Resolving << erroring << today, agreed. But since I have a working resolver branch, I think debate is largely academic and uninteresting at this point. Unless someone wants to content that erroring << resolving << today.

Unioning fails on transitive situations.

Simple cases like the following work with unioning: A depends on B and C

=1.0. B latest release depends on C >= 1.2. Today you get 1.0 and its all broken.

Unioning fails on situations like this: A depends on B and C >=1.0, <2.0 (e.g. ~= 1.0). B latest release depends on C>=2.0. B's prior release depends on C with some specifier that permits a C <2.0.

— Reply to this email directly or view it on GitHub https://github.com/pypa/pip/issues/988#issuecomment-101960819.

remram44 commented 9 years ago

Interesting resource: https://people.debian.org/~dburrows/model.pdf

Implementing the full backtracking algorithm shouldn't be that much work, this is a solved problem anyway; people implement much more complex algorithms in Python everyday. However I don't know how much metadata pip can get at this time. If getting the dependencies for a version of package B involves downloading the tarball and running the setup.py, backtracking to find a good solution suddenly becomes really slow.

On another point, if we're discussing doing this right, we probably need "conflict" specifiers as different libraries might provide the same interface (i.e. same top-level package name). This doesn't really add difficulty to the resolution algorithm, but packages would need a way to specify this.

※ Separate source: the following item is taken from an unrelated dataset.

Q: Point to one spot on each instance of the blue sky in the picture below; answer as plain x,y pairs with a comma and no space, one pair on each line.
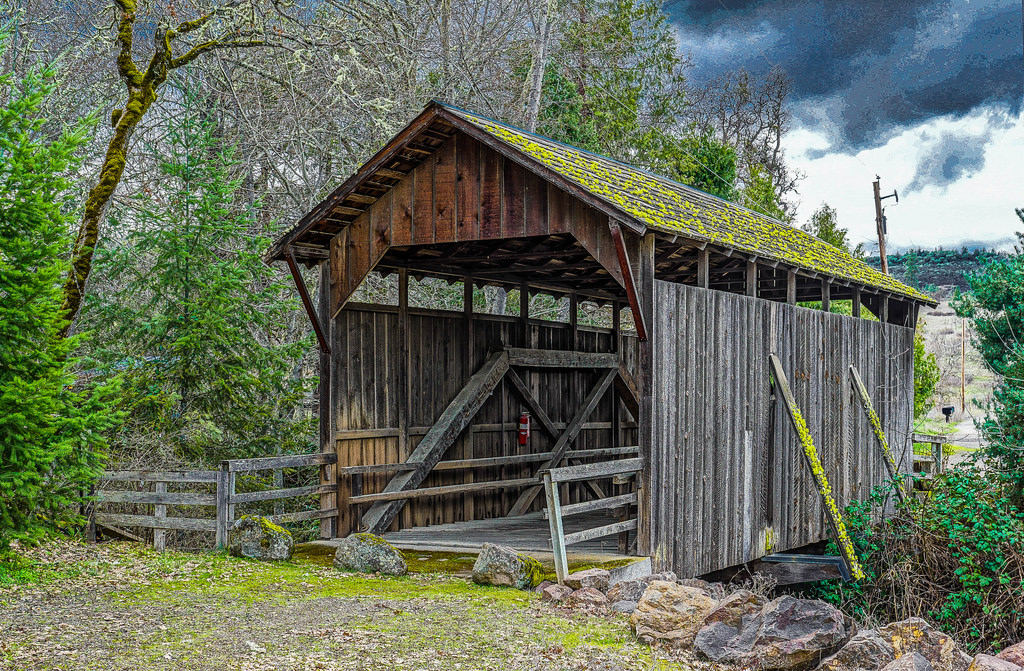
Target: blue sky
927,93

Of course the pip/setuptools/distutils situation is not helping :cry:

rbtcollins commented 9 years ago

@JustinCappos w.r.t. distro packaging. apt-using distros (Debian, and Ubuntu etc) don't error - they resolve. I don't know what metric you're using for 'most' - # of distinct packaging systems, # of product OS's using a given system (so weighted by vendors) or # of users (so weighted by market success) - but I'm pretty sure apt has a massive dominance if you weight by users, and is still very large weighted by vendors.

@remram44 - Daniels paper is less relevant to pip than it may seem. Certainly the translation to SAT is in common, but distros aggressively trim the space - there's typically at most 5 versions of any one package being chosen amongst (missing, last-release-of-distro, last-release-of-distro-security, new-release, new-release-of-distro) - and only 3 versions for installation runs being done within a release. Whereas we have dozens or hundreds of versions. Not having conflicts is an advantage in many ways, though I do agree way may need them. We probably want to be a bit conservative about that though. My branch implements full backtracking with pseudo random probing (which IIRC has been shown to support getting out of bad brute-force scans efficiently), and linear best-first probing of a given dep. I'll be super enthusiastic to see folk putting forward different resolution algorithms: the resolver is 100 lines of code: the rest of my branch is refactoring to deal with the reality of having numerous versions which we need to cache on disk while we're choosing (because we can revisit a given version many times - hundreds or thousands easily).

grahamc commented 9 years ago

I think users would prefer an error over what happens now, where conflicts are quietly ignored. With an error, a user could respond and add additional constraints to solve the conflict

+1, I can't count the number of times invalid dependencies have been put together because an invalid situation was ignored.

SMesser commented 9 years ago

In the cases where a "fail-fast" approach is taken, there should be more detailed messages about the conflicting requirements. Such messages should list the conflicting requirements and possibly suggest workarounds to whatever extent possible. Current messages list the package whose installation failed, and only one of the requirements, e.g. "pkg_resources.ContextualVersionConflict: (requests 2.5.1 (/usr/local/lib/python2.7/dist-packages), Requirement.parse('requests<2.5.0,>=2.2.1'), set(['docker-py']))".

Clearly docker-py is involved, but the other, conflicting packages are not shown. As a developer, my reaction to this message is "Okay, I understand requests 2.5.1 is what is currently installed, and I understand that docker-py doesn't like requests 2.5.1, but I'm installing docker-py. Why won't pip install what it needs?"